We may never know how many innocent kids have ended up in jail because they were mistakenly pointed out by a victim as the suspect in a crime. There is a policy against the practice, but like many other policies, it has been flouted.
Well, that may be coming to an end in the near future, thanks to one New York City councilman and a community board. Councilman Rory Lancman (District 24) met with residents in Community Board 13 last month to discuss the matter.
Lancman is chairman of the City Council’s Committee on Courts and Legal Services and it is in this capacity that he has been advocating to turn the policy into law and end the practice.
It is not unusual for the police to ask for community volunteers who, in general, fit the description of a suspect. But when would-be participants are underage, the police must get consent from the parents or guardians. Some in their hurry may bypass this step. That’s a no-no.
The teens are compensated—but generally speaking, teenagers are not mature enough to make decisions that could end up hurting their future. Parents should be consulted every time. Most parents would not consent to such a request. But they are entitled to the choice.
There was such a case in Bellerose last spring involving officers from the 105th Precinct that acted as the catalyst for the community, councilman and police to meet and hash out the matter.
Lancman, for his part, proposed Intro 1710, a bill that would exempt officers from picking up teens for lineups without parental consent. The bill will, according to the councilman, “codify existing NYPD policy into law.”

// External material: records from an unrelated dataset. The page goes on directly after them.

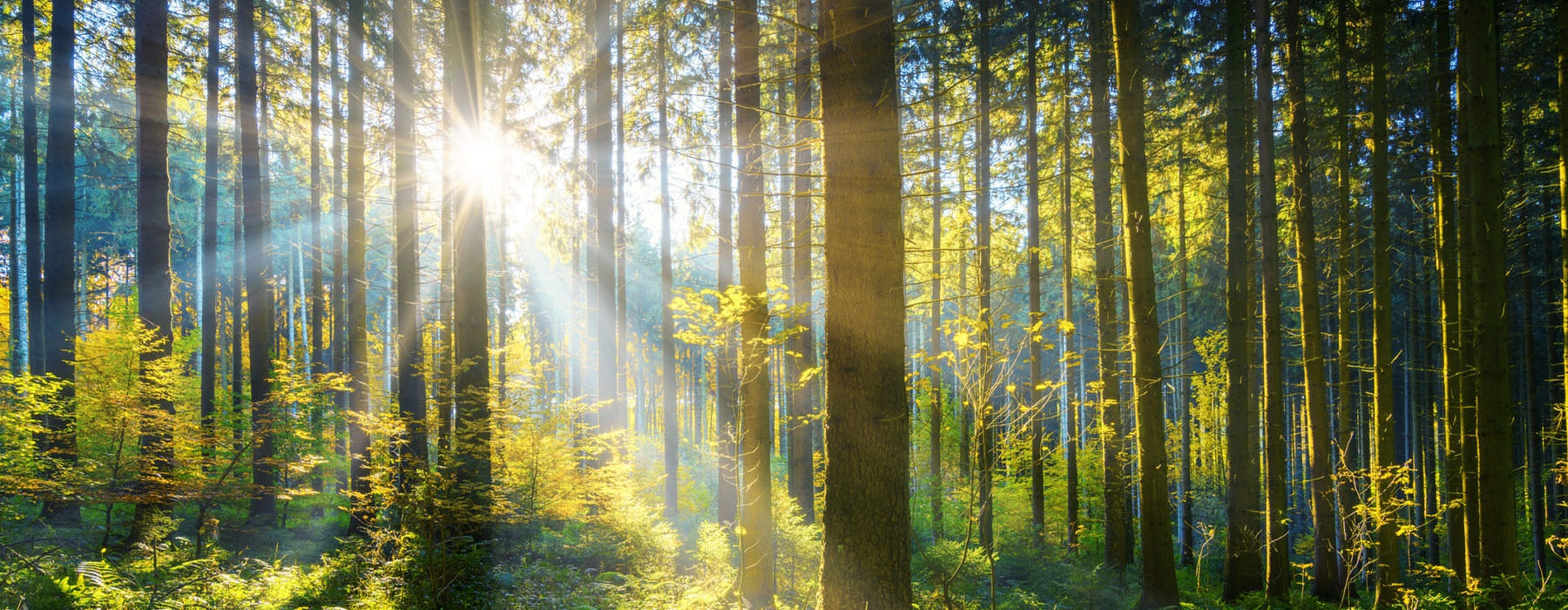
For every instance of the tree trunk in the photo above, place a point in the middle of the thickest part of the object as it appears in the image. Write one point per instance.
(987, 403)
(1065, 408)
(209, 243)
(470, 437)
(756, 430)
(1315, 388)
(1275, 531)
(358, 284)
(154, 281)
(1154, 527)
(258, 270)
(803, 396)
(1112, 425)
(866, 515)
(725, 358)
(409, 328)
(1244, 570)
(1037, 320)
(1481, 190)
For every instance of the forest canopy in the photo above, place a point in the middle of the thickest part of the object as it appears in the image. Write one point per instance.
(783, 305)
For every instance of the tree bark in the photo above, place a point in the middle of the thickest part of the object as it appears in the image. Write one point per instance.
(1244, 543)
(756, 429)
(1112, 422)
(866, 515)
(1148, 374)
(1315, 388)
(1481, 192)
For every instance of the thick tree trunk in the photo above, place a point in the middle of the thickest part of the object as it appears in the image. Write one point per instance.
(154, 281)
(1148, 374)
(1037, 319)
(666, 327)
(1244, 543)
(866, 515)
(1481, 192)
(1315, 388)
(1112, 424)
(756, 429)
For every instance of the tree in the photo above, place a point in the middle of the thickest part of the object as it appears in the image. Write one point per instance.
(1113, 437)
(666, 327)
(803, 400)
(1275, 527)
(409, 351)
(1244, 570)
(470, 327)
(756, 429)
(358, 284)
(1481, 192)
(866, 512)
(152, 259)
(987, 406)
(725, 358)
(1325, 562)
(1154, 525)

Good for him and kudos to the community board and the community. By raising their voices, they are on their way to changing the system. This is what we want our community and nonprofits to do. When we raise our voices in unison and involve our elected leaders, we can make important changes.
We get it that the police have a job to do. They must catch criminals and set the stage for trial. Having lineups is part of that process—at least, in certain cases. We know that their job is not easy and we appreciate them for their important service.
Conversely, we must protect our children from being used in a way that could be detrimental to their own freedom. Our kids should not be approached and carted off in a police car for a lineup that their parents know nothing about.
This City Council bill is a win-win. The police still get to do lineups, but innocent would-be participants are protected by their parents’ knowledge and consent. It is important for all parties to work together for the greater good.
Fairly or not, our community tends to view the police with suspicion. Working out an acceptable solution in this case proves that have rights and must work within them to serve the greater good when necessary.